Freddie hardly knew what he was asking. But the thoughts still were trying to crowd his mind, so he opened his mouth instead. “Here. In the war zone. You could keep a hotel anywhere. London. New York. You could play your violin at Carnegie Hall.”
Faland’s bow drew another shimmering run of notes from the fiddle, something nostalgic that evoked a bright city, far away. “Perhaps. But in New York, they’d pay me in money. Or perhaps in love, or secrets, as men sometimes do. But here—” The violin changed key, seemed to whisper slyly to itself. The firelight sharpened the edges of Faland’s face. “Well, here, people will give me anything at all.”
“But you don’t ask for anything. Just stories.”
The violin murmured again, something vaguely familiar this time. Where had he heard that tune? “Yes,” Faland said, meditatively. “Just stories.”
· · ·
The next night, when Freddie was half-asleep in the shadows near the bar, his eye settled dreamily on the people in Faland’s mirror, a question occurred to him. He tried to dismiss it.

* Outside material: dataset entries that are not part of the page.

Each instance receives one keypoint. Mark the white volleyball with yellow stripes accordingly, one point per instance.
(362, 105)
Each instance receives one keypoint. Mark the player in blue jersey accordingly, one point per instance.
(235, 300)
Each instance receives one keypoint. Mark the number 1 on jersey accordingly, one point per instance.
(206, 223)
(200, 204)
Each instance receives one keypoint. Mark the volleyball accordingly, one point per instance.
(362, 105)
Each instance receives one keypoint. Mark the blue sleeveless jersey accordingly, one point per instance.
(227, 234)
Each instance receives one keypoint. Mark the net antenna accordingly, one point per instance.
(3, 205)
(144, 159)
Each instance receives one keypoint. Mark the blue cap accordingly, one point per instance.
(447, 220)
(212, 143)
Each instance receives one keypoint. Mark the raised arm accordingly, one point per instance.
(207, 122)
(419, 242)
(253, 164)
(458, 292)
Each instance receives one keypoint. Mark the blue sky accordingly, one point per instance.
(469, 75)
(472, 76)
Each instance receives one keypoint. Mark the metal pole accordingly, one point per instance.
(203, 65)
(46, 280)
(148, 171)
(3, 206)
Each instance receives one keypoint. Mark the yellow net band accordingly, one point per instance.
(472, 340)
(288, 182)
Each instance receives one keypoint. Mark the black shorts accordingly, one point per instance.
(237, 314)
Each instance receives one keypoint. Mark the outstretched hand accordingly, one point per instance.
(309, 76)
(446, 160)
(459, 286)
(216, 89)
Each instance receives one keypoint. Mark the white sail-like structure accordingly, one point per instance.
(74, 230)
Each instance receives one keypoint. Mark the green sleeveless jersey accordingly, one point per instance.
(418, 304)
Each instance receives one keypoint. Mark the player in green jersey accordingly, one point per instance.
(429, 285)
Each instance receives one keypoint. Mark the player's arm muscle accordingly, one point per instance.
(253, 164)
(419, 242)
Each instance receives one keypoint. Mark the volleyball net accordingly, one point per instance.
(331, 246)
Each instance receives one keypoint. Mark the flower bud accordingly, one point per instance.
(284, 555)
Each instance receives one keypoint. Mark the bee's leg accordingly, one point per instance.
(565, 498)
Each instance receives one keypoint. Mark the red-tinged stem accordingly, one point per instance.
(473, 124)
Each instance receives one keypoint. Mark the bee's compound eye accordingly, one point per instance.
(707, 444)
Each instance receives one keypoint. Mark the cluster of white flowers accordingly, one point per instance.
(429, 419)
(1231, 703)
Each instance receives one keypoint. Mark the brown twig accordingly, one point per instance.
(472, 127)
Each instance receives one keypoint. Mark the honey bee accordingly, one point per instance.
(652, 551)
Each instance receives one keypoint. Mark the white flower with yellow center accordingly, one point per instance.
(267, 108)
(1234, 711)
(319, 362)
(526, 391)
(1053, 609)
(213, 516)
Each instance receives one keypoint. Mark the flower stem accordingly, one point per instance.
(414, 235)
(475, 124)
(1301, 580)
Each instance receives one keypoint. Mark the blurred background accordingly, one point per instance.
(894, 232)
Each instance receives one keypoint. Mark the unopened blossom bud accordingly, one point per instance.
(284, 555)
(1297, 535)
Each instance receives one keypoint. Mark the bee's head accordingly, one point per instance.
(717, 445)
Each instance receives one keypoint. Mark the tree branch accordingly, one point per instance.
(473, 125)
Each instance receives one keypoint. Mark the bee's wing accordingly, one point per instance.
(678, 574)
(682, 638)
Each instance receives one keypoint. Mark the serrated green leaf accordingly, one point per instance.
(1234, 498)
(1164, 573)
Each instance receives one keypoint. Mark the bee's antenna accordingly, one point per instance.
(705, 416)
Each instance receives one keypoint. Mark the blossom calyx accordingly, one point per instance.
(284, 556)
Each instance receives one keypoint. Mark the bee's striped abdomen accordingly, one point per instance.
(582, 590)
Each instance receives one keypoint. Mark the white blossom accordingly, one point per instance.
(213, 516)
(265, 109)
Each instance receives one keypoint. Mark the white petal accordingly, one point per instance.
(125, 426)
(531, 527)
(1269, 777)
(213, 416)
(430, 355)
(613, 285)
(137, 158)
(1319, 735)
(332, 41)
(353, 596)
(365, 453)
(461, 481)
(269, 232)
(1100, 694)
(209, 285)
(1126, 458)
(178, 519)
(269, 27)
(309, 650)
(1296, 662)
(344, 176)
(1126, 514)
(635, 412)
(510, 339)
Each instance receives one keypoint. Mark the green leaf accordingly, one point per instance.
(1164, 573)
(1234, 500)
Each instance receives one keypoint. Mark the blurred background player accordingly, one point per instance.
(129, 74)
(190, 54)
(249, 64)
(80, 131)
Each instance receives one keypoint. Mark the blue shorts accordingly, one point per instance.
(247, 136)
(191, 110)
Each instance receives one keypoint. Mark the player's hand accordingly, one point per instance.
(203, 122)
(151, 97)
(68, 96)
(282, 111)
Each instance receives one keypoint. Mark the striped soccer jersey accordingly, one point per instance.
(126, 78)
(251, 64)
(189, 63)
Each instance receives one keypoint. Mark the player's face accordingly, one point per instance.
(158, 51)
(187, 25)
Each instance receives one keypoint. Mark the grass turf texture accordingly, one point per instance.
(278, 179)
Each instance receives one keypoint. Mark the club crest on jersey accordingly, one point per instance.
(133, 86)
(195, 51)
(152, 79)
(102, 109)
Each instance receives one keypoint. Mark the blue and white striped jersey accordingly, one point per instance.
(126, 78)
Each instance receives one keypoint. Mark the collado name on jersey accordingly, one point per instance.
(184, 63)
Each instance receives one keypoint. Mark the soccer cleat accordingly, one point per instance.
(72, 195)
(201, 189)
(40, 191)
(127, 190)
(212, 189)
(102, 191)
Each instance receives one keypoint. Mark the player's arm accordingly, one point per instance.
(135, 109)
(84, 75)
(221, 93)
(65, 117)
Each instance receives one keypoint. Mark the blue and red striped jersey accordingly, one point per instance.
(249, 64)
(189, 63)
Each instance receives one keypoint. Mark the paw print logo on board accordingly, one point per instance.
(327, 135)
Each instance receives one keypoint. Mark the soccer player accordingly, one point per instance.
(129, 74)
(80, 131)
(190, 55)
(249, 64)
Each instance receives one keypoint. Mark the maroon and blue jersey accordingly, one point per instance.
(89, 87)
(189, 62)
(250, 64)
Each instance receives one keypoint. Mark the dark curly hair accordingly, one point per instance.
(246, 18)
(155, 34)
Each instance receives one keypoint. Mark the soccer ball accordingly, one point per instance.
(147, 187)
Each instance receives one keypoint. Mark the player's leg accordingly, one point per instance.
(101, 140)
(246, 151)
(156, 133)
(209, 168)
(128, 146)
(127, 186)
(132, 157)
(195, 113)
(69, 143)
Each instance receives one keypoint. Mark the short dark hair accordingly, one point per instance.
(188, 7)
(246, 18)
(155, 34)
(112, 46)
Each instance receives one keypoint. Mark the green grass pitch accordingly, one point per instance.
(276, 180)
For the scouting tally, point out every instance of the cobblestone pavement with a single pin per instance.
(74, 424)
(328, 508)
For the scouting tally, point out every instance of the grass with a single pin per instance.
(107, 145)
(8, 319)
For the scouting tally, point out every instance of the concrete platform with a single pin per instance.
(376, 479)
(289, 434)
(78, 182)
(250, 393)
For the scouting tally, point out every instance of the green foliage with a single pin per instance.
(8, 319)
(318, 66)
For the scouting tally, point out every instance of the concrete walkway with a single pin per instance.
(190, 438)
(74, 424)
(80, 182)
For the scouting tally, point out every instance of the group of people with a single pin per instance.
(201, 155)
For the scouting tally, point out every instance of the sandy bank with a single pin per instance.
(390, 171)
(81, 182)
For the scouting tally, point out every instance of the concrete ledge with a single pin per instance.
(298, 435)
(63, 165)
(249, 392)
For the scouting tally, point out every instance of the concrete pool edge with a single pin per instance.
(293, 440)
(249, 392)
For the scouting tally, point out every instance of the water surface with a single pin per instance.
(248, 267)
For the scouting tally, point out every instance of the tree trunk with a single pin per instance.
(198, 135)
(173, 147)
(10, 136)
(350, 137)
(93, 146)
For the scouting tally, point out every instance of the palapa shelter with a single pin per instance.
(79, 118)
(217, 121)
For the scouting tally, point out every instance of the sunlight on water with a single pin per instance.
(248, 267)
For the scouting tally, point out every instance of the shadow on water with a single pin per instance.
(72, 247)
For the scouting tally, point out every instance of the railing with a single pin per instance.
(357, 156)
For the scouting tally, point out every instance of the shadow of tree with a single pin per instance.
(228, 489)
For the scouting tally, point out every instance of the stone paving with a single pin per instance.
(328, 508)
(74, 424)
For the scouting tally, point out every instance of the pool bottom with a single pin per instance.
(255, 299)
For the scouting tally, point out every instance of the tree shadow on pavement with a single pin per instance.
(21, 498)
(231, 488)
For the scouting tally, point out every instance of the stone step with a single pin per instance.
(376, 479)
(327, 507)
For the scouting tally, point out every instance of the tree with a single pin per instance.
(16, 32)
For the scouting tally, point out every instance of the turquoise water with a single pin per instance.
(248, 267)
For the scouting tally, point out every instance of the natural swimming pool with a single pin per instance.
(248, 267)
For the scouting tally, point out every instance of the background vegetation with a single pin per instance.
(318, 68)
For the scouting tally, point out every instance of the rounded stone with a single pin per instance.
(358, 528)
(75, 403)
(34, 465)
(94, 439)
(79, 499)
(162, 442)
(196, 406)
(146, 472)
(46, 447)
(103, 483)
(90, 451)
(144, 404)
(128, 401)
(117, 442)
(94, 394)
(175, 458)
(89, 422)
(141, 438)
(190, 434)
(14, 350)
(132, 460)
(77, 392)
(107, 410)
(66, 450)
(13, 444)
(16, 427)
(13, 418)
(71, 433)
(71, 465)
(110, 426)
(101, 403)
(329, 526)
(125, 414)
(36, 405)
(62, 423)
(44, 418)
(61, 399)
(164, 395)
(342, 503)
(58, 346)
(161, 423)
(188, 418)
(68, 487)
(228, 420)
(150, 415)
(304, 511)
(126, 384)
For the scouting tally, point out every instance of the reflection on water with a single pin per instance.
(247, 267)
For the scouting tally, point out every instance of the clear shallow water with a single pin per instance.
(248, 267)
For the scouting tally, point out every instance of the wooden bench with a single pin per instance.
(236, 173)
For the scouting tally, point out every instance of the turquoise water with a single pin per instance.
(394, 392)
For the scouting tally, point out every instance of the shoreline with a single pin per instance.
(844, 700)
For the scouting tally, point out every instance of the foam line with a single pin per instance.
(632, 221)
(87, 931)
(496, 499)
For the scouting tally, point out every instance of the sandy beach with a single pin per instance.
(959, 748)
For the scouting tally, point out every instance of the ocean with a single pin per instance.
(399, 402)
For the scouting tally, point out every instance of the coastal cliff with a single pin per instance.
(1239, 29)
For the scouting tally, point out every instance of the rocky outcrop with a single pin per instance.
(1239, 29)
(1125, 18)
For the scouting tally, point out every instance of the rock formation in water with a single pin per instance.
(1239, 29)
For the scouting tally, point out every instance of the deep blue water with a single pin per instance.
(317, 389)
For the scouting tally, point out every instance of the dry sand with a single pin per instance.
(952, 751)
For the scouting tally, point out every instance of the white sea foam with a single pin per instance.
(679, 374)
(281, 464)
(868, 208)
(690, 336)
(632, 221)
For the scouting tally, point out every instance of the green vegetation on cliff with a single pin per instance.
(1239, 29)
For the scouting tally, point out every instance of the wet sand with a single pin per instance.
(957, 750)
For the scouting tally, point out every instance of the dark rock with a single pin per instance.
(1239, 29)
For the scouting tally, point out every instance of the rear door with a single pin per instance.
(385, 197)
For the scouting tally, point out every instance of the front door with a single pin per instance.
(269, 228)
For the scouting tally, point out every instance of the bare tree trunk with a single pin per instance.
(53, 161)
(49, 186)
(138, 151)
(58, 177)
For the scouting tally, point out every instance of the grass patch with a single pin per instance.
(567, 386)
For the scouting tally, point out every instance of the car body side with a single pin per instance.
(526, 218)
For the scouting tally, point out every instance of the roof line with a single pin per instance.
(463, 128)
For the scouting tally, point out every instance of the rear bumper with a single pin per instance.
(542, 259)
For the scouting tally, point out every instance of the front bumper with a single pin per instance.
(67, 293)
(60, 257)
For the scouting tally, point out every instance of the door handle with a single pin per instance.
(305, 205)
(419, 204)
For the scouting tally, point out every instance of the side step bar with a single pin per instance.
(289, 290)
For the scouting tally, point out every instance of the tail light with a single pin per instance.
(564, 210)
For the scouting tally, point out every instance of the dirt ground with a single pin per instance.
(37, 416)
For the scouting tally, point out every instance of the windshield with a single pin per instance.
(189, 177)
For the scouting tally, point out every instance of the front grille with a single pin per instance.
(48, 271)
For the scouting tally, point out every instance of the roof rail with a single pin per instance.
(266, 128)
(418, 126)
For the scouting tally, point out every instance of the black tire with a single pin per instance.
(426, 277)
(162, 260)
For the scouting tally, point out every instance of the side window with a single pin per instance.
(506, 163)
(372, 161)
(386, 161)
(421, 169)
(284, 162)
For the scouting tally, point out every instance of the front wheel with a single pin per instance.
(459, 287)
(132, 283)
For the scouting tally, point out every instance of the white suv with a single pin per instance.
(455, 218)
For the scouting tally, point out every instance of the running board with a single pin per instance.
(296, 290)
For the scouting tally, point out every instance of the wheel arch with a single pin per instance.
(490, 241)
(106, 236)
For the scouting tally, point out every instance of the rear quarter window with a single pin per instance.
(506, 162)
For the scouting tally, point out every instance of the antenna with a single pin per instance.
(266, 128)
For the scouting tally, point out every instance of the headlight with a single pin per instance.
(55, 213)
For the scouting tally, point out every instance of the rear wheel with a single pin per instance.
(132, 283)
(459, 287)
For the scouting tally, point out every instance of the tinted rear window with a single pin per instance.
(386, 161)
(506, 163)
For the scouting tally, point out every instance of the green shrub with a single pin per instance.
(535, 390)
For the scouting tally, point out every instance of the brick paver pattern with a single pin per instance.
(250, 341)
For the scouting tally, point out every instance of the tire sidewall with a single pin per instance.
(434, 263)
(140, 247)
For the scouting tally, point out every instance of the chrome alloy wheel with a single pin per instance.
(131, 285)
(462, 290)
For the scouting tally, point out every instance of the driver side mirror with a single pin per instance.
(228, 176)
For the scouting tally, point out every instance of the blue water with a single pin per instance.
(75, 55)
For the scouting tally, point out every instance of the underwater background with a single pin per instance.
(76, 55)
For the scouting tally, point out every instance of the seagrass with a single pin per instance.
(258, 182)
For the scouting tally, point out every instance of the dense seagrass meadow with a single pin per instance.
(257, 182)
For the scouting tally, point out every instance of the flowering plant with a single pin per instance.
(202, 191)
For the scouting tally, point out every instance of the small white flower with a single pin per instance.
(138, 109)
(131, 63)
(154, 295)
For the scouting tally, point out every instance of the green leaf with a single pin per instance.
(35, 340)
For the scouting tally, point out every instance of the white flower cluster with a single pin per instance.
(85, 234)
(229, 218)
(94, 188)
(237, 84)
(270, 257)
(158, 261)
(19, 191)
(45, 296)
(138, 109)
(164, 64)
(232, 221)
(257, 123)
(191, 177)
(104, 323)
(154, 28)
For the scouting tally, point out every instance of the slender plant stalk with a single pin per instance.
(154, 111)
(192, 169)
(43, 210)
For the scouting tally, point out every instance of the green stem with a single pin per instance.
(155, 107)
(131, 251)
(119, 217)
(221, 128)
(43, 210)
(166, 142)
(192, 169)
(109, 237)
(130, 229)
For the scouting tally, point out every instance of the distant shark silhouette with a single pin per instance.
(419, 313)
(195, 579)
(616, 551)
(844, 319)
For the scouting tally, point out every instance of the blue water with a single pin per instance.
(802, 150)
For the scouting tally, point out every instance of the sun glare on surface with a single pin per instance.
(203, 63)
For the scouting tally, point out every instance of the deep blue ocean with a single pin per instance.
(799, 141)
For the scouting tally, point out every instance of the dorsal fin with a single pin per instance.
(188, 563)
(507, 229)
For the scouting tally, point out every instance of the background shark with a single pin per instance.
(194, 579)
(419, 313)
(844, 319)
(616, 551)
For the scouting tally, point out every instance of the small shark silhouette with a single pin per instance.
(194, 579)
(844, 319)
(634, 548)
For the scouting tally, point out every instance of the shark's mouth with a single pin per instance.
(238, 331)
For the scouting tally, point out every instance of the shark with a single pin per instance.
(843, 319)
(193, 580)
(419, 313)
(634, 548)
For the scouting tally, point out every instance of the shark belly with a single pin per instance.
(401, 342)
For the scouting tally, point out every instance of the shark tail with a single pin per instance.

But he could not, so when Faland came to him and waited, Freddie blurted, “What did I tell you last night?”
Faland just looked at him.
“My story,” said Freddie. “Last night. I don’t remember what I told you.”
Faland had poured himself a glass of wine. He sipped it. The subtle lines of laughter deepened round his eyes. “No?”
Freddie cursed his sodden brain. He tried to think back—one night—then the next. And he said, slowly, “And—and the story before that—do you remember what I told you?”